DINER: Taking A Look Inside The Homer St. Cafe & Bar, Opening This June In Yaletown
by Andrew Morrison | It’s hard to imagine an open, 8-10 seat kitchen bar that looks straight into a massive, glass-fronted “Rotisol” rotisserie oven that can hold as many as 36 birds at a time, but that’s just what diners will get when they sit center stage in the heritage section of the soon-to-open Homer St. Cafe & Bar: an eyeful of the lamborghini of rotisseries (the Grande Flamme Olympia edition, complete with fire engine red enamel finish and brass knobs) spinning Fraser Valley chickens marinated in house brine and roasted in signature rubs that change daily (think Ras el hanout, Za’atar, and Herbes de Provence). The birds will be served whole, halved, or in quarters with drippings and typical country vegetables (pototoes, cauliflower, etc).
Ok, so maybe it’s not that difficult to imagine. Perhaps it’s just hard to wait until the end of June, when the restaurant is scheduled to open. We’ve reported on it before, back in February when the name and concept were still secrets. We had the place listed in our Opening Soon section as “Beasley”. The skinny from back then:
Led by principal Lilliana L. De Cotiis, the team behind Coal Harbour’s Tableau Bar Bistro – executive chef Marc-Andre Choquette, chef Tret Jordan, lead bartender J.S. Dupuis and manager Steven Wright – are opening a second restaurant, this time in Yaletown in the ancient Homer Cafe classic diner location (just across the street from Subeez).
When I say “ancient”, I’m talking in Vancouver years. The Homer Building at Smithe & Homer celebrates its 100th birthday in 2013, which is to say that it’s old enough for a history that stretches back beyond the Homer Cafe, with its famous pair of eggs with sausages and toast for $3.95. Prior to the humble Homer, it was the Stratos Cafe, and before that it was Rose’s Coffee Shop. Before that it was Pauline’s Cafe, and before that it was the Smithe Coffee Bar. Peel the layers back past the 1950?s and you’ll find a Japanese candy store, a cleaners, a grocery, a barber shop, and so on. It was always a community hub of some sort. You can see it in its bones.
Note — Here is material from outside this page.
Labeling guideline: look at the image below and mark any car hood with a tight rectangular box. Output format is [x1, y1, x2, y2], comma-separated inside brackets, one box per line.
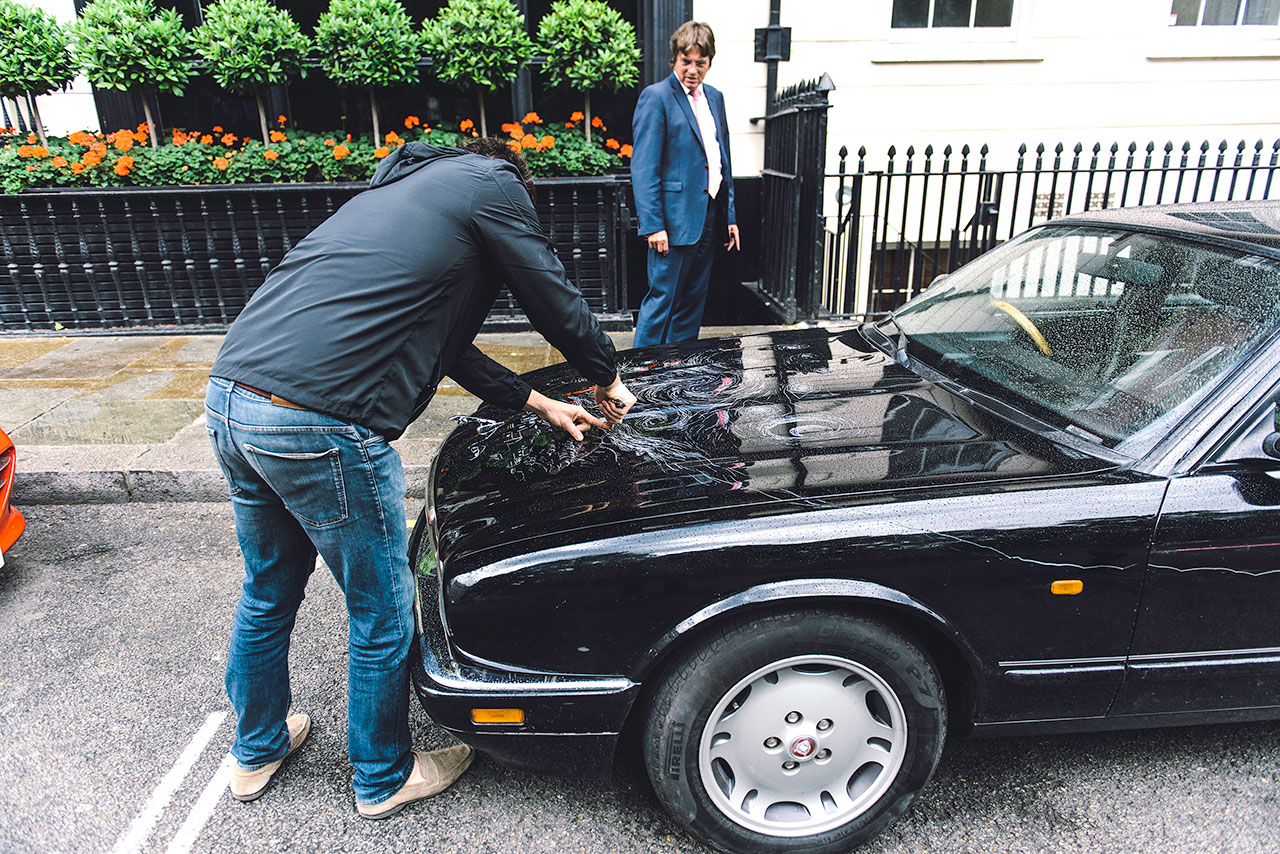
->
[430, 326, 1112, 576]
Fast forward to the Fall of 2008, when The Homer underwent the knife. The major facelift, retrofit and rebrand was completed in the Fall of 2011 (you might remember the aged facade braced in glossy developer wrap marketing the place as “Yaletown’s last opportunity”). It’s now called The Beasley after former city planner Larry Beasley, and exists as the heritage foot forward and namesake of a brand new neighbouring 33 storey condo tower. To my knowledge, the only facet of the new development that has yet to be completed is the restaurant space, which was leased this past Fall.
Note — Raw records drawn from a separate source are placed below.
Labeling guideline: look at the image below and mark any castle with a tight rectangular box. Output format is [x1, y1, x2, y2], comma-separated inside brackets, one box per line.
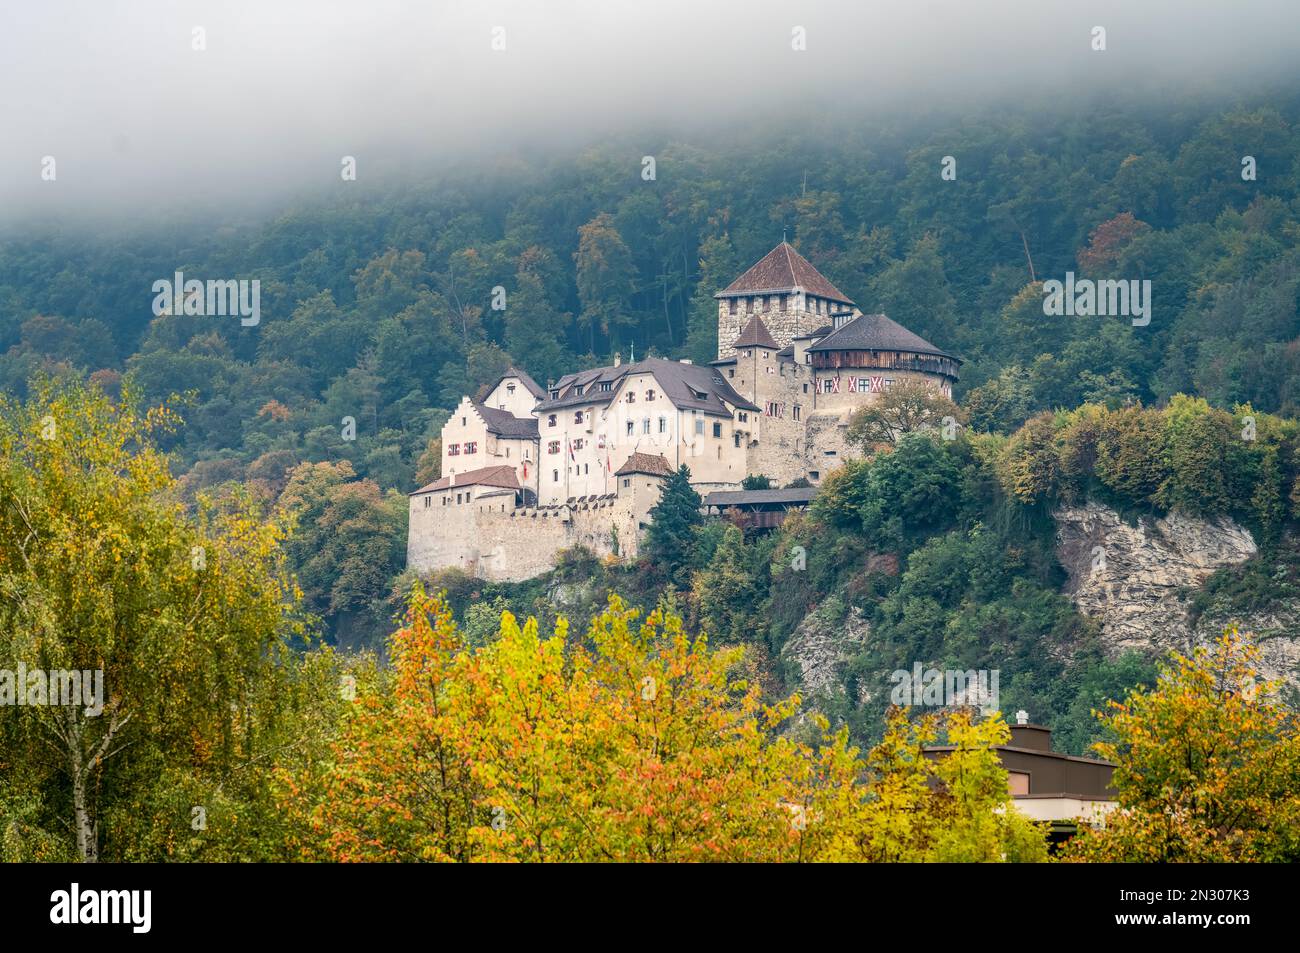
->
[407, 241, 961, 581]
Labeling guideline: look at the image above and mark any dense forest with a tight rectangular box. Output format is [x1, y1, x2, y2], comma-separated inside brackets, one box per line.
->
[3, 91, 1300, 720]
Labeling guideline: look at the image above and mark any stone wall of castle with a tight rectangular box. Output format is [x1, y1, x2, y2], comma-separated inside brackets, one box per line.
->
[407, 476, 663, 583]
[716, 297, 836, 360]
[803, 413, 858, 479]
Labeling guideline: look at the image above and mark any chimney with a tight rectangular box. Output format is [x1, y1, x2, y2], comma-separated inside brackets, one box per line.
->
[1008, 713, 1053, 752]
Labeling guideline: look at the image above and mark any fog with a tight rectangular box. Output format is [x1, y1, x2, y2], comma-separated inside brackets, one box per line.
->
[2, 0, 1298, 225]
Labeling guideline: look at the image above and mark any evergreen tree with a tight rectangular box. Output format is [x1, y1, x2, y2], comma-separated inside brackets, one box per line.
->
[644, 465, 702, 588]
The truth of it is that only half the restaurant is in the original Homer Cafe spot, with its bird Lamborghini, old bones, and pressed tin ceiling panels reclaimed from an old church in rural Ontario. The other half is in the freshly constructed Beasley (connected by a short staircase). This half will see a 40 seat lounge sporting a good looking bar with wood paneling salvaged from a 1900 butcher shop in the American Midwest. Up a few steps beyond is an elevated private room with beautiful swing out windows sourced from an old mill, circa 1910. From what I’ve been told, the bar will serve 5 craft beers on tap (plenty more in bottles), plus a wine and cocktail program on the same scale as Tableau. The design is a collaborative effort between Linus Lam, Denise Liu and Craig Stanghetta.
I’m looking forward to this one, and not just because I’m a big fan of Tableau and chefs Choquette and Jordan. I dig all the rooms that have so far been designed by Craig Stanghetta (see Pidgin, Revolver, etc) and love what Denise and Linus do for Vancouver with Artsy Dartsy. The good folks at Glasfurd & Walker (see Meat & Bread, Wildebeest, etc) are pretty well known for only ever working with sure things, and I like the location, especially how it will see a 20 seat covered/heated patio away from the madding crowd. It’s not on Yaletown’s main chain restaurant-crowded thoroughfares (Mainland & Hamilton), and with prices in the $10-$25 range, I know I’ll be getting good bang for that buck. If there is any weakness to the Homer St. Cafe & Bar, I think an argument could be made against the name, which exhibits all the imagination of a chair leg. Alas, what’s in a name when there are 36 spinning birds, slowly browning, rubbed with all manner of deliciousness and dripping, dripping, dripping…wait…what was the question again?